In September 2013, the Spanish government requested the EU Regional Development Fund (ERDF) to finance up to €269m of the cost of what would be one of the world's largest rail test centres.
However, with the EC stating that according to projections "the project will remain vastly loss making" and acknowledging that "the initial investigation has revealed that demand for such a railway test centre seems low and public opposition, especially on environmental grounds, appears quite strong," the prospects for securing economic finance appear slim. It also raises doubts about whether the EU funding might give the Spanish facility an advantage over existing testing facilities which operate without state support.
Officials from Spanish infrastructure manager Adif reminded IRJ that the EC investigation is still in its initial phase and recognised that the economic feasibility of the whole project is reliant on private sector participation. As a result it is unclear if Spain will pursue the project without ERDF financing.

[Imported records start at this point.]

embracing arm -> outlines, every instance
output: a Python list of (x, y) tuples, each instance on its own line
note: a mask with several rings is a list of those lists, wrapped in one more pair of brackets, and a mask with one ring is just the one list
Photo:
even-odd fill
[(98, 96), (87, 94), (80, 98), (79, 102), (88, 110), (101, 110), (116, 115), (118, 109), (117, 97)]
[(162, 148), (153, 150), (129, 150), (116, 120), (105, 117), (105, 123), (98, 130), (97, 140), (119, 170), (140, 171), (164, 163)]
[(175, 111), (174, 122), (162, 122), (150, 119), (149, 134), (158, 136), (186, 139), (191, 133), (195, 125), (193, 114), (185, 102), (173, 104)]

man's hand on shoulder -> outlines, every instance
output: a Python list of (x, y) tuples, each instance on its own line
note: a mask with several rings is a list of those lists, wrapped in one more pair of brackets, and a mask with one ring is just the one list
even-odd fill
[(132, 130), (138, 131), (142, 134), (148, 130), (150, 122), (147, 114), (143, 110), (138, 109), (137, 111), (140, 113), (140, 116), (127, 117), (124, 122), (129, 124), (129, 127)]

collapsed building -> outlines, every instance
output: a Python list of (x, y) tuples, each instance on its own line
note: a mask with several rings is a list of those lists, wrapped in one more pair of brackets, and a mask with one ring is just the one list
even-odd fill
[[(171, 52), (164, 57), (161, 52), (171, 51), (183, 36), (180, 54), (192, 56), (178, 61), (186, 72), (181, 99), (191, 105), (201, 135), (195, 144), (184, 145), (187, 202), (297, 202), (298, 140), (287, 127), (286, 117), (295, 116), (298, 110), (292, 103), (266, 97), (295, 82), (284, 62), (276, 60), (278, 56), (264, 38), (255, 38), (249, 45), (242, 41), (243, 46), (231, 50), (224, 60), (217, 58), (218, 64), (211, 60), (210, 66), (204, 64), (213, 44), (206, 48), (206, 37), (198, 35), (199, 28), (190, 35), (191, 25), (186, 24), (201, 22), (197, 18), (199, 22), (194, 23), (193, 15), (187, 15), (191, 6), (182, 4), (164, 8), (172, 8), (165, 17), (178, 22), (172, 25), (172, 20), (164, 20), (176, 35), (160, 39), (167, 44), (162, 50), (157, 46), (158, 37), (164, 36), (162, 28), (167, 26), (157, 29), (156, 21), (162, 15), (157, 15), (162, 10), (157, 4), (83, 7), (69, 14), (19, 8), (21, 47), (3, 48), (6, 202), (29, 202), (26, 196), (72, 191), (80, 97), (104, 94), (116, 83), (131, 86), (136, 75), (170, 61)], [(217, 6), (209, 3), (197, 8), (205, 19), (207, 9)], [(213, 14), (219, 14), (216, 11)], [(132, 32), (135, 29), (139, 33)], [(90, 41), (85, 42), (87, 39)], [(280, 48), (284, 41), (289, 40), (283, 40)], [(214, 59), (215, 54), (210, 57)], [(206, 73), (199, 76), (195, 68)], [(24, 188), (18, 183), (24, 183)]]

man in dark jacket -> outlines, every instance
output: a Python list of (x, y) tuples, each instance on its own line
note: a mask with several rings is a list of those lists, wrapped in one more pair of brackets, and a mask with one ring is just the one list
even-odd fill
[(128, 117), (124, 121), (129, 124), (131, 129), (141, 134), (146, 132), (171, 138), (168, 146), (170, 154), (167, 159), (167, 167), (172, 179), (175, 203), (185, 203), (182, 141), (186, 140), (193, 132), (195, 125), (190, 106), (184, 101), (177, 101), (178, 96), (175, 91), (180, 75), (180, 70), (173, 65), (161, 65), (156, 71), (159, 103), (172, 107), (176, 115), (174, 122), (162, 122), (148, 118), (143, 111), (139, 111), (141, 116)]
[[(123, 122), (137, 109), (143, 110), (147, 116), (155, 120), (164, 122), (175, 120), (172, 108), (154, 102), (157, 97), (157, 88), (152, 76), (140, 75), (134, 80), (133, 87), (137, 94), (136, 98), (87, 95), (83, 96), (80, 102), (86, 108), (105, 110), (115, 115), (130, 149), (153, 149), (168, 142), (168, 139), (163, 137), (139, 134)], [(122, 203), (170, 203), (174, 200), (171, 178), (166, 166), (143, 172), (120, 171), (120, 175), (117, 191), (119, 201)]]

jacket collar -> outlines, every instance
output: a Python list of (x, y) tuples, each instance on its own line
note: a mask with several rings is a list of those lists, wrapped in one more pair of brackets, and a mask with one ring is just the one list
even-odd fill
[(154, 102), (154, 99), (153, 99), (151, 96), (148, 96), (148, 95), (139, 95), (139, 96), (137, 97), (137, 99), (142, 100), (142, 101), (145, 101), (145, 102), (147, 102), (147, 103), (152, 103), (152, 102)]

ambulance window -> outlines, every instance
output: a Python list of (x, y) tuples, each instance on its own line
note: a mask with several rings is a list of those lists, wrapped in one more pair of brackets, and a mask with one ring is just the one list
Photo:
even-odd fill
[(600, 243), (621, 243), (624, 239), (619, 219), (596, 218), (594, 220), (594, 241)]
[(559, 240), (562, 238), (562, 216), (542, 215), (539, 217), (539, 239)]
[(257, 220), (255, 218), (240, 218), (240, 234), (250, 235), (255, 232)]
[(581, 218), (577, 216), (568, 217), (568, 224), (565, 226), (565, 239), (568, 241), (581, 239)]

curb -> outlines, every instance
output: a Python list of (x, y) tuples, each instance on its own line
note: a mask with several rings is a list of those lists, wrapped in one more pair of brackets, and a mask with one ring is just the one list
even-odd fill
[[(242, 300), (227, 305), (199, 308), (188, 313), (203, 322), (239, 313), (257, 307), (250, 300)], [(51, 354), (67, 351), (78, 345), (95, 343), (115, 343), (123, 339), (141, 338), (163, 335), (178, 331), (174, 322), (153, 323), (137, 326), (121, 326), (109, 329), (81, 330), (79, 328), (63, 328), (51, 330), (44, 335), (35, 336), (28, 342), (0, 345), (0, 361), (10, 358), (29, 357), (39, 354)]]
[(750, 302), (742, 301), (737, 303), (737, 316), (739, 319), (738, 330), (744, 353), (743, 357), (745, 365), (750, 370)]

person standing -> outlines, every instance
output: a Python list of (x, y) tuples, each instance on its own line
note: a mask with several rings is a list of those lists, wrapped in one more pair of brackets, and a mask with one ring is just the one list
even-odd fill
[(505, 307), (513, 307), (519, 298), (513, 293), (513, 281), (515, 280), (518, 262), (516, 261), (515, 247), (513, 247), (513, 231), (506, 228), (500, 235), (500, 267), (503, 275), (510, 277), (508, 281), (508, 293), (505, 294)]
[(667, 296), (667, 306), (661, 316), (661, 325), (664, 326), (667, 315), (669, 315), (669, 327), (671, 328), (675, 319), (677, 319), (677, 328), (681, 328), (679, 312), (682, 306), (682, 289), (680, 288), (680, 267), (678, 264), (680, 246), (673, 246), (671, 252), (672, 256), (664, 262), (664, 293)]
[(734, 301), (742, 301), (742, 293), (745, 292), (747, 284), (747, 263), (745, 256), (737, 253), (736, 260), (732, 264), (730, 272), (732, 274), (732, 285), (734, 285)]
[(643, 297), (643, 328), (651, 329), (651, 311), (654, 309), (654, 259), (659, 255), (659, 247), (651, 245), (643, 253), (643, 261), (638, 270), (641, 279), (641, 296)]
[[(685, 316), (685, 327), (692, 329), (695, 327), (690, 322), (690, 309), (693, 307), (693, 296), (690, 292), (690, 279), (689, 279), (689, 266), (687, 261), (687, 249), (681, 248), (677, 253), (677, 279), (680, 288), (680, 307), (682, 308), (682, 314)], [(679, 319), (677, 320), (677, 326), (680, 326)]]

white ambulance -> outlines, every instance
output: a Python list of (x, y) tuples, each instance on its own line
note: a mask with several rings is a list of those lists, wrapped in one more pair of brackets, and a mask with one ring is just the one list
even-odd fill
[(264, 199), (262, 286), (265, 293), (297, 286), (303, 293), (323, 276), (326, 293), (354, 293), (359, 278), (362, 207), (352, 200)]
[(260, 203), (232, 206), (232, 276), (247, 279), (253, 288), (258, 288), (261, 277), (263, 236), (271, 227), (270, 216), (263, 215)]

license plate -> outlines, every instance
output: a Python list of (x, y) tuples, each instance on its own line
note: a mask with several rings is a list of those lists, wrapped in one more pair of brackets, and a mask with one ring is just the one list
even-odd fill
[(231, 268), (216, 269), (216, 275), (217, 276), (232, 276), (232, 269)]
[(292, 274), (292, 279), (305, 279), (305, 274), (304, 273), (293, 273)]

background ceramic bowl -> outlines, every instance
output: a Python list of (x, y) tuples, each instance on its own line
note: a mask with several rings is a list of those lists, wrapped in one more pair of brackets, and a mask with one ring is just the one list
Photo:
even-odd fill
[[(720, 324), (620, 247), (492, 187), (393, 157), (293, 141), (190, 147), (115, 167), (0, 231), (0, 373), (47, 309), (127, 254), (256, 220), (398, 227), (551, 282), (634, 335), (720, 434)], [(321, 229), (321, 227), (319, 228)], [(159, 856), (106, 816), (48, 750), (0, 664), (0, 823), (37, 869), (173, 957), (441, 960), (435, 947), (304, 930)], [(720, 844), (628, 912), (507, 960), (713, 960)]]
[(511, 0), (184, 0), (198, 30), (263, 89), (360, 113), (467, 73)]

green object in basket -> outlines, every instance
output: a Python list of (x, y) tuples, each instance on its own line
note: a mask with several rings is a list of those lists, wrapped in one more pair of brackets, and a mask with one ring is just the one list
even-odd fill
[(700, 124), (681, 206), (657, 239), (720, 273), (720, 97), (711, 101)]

Mrs Ana Pastor, minister of public works and transport, has repeatedly insisted that the test centre is "feasible" with the support of the private sector. However, a public-private partnership (PPP) scheme tender in 2013 by the Ministry of Public Works and Transport failed to attract interest from private companies.
Adif's initially proposed a 15-20 year build-operate concession for the project, with the facility eventually transferring to Adif. Last January, the Spanish government confirmed that a tendering process under a new PPP model would be re-launched this year.
The 58km Antequera standard-gauge ring, which would have at least a 9km straight section, proposes testing trains at speeds above 250km/h and up to 520km/h. The complex would also include a 20,000m² service centre, along with other ancillary facilities, and would link to the Cordoba - Malaga high-speed line.